A £150,000 grant from the First World War Centenary Repairs Fund will help repair medieval stonework at the famed Salisbury Cathedral.
The cathedral, consecrated in 1220 to replace an older cathedral in Old Sarum, is perhaps best known as the home to one of four surviving original copies of the Magna Carta.
The grant is part of £30 million in grants for 502 historic churches across the United Kingdom, according to the Salisbury Journal.
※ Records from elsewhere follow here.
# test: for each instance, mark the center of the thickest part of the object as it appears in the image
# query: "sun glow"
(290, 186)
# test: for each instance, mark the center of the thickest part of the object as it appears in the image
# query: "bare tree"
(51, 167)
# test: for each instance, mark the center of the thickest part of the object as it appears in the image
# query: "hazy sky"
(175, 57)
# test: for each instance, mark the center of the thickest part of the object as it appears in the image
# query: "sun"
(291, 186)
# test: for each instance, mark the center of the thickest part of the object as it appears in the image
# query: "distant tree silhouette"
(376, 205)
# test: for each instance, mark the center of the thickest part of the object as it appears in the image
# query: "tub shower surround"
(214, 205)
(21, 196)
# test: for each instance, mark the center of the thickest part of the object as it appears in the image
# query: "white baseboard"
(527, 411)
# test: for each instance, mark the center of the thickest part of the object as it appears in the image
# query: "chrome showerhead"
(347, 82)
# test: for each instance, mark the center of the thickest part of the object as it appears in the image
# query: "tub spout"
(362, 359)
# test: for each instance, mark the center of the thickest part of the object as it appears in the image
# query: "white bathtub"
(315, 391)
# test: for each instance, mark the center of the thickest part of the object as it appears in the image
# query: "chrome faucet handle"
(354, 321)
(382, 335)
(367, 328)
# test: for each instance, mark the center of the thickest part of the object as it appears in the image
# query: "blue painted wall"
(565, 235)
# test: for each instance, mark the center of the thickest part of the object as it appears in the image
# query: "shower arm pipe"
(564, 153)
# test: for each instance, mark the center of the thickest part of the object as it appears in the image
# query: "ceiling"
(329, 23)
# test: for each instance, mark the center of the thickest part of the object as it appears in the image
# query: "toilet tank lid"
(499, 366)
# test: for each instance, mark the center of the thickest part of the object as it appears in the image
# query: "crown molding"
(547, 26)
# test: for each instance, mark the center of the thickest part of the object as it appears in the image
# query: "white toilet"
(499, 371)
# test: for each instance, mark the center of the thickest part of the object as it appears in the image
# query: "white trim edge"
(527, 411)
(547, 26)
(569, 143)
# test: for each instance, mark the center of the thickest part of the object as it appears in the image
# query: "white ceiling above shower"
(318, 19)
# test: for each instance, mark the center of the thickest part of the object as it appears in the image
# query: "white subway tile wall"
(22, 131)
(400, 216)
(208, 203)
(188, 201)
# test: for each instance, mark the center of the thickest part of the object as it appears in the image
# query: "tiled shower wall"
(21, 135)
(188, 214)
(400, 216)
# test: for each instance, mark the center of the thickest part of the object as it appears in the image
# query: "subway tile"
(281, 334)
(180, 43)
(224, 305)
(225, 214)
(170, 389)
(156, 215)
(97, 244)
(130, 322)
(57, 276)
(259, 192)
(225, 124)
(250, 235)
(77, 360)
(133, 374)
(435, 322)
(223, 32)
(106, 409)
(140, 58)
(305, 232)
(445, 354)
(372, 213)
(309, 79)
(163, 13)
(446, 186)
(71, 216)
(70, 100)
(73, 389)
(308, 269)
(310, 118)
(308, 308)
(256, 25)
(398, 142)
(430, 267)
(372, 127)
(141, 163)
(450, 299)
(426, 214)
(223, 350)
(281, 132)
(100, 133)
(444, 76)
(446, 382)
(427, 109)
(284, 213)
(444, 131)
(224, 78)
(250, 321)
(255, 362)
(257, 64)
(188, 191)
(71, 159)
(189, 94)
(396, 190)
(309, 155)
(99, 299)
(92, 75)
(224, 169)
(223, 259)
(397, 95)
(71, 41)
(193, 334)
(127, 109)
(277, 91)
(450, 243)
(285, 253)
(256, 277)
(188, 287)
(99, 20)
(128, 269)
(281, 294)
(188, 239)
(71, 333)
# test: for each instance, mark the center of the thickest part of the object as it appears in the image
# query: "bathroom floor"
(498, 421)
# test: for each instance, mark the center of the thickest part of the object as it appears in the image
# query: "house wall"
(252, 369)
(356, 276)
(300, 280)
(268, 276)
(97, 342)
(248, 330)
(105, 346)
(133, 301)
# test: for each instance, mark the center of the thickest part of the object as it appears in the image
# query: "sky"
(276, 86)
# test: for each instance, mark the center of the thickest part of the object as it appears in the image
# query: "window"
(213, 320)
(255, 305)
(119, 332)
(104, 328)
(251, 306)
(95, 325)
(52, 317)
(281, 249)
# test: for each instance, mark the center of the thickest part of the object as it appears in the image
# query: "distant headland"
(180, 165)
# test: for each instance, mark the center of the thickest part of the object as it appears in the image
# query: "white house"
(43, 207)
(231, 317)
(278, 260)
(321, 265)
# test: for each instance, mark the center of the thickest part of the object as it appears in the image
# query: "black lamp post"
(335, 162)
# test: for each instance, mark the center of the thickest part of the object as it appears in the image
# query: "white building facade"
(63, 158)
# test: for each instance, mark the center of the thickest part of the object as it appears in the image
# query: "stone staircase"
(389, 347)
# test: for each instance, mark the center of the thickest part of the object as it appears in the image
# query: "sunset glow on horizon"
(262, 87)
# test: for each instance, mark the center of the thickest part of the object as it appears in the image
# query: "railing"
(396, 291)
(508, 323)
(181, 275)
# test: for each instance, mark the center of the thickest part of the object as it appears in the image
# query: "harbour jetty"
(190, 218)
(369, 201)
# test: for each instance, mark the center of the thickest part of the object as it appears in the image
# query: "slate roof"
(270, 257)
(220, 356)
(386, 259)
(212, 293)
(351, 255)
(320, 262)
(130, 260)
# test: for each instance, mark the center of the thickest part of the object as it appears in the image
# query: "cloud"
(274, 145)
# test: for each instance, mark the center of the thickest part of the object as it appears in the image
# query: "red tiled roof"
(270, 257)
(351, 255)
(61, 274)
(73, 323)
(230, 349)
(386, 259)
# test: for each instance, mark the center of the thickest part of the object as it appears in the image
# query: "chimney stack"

In Salisbury, the money will be used ensure vulnerable masonry is safe from the elements.
“The news was received with great joy in Salisbury,” Very Revd June Osborne, dean of Salisbury, said in a news release. “We are the custodians of this remarkable building and it is our job to ensure that the Cathedral is preserved for the benefit of future generations wishing to worship here and visit in order to share its long and venerable history.
“The Cathedral is a testament to the faith and practical skills of those who built it and those who work on the fabric today,” Osborne added. “Salisbury is one of only eight cathedrals to have its own works department and a dedicated team of glaziers, sawyers, stonemasons and conservators. It was the largest building project of its time in England and the on-going Major Repair Programme that was begun nearly thirty years ago, is one of the most extensive, continuous Cathedral Repair Programmes to date.”
The main portion of the cathedral took 38 years to complete, from 1220 until 1258. Elias of Dereham, a master stonemason who was present at Runnymede and tasked with distributing copies of the Magna Carta, is credited with bringing Salisbury’s copy to the cathedral.
“In the year of the 800th anniversary of the signing of the Magna Carta, six copies of which are still held by cathedrals, it is timely to consider the place of the church in the life of the nation,” Frank Field, a member of Parliament and chairman of Cathedrals Fabric Commission for England, said in a news release. “In the case of cathedrals it is clear that they provide much more than services.
“They offer a spiritual and physical sanctuary from everyday life, a chance to experience something greater,” Field added. “It is right and proper that the Government is supporting the care of these places and the huge range of initiatives — from food banks and night shelters to concerts and exhibitions — that cathedrals run for the benefit of us all.”